Solutions To Co-Signer Affect Debt To Income Ratios
If you have co-signed for someone and you are not responsible for the monthly payments, the monthly payments can be exempt from your debt to income ratios if you can provide proof by providing 12 months canceled checks from the main borrower who is actually making the payments. For example, if you co-signed for one of your children on a auto loan and your child is responsible for making the payments, then you can request 12 months canceled checks or 12 months bank statements reflecting that your child is making the payments and you are not. This is the same if you were a non-occupant co-borrower on a mortgage for someone.

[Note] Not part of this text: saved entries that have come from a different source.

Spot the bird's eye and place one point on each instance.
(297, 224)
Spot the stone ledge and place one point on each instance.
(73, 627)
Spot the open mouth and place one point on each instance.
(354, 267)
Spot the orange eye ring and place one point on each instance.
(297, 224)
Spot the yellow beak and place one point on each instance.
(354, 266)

The mortgage payments will not count towards your debt to income ratios as long as the main borrower can provide that they are making the payments and have been making the payments for the past 12 months.
Debts That Someone Else Is Making
If you have debts that is under your name but you are not responsible for the monthly payments and someone else is making the payments for you, this debt can be exempted from debt to income calculations as long as you can provide 12 months canceled checks from the responsible party making the payments. A perfect example on this type of case scenario is if you have student loans just under your name but your parents are making the student loan payments. If your parents can provide 12 months canceled checks, the monthly student loan payments will be discounted in your debt to income ratio calculations. Same goes for car loans or other installment debts except for credit card and revolving debt.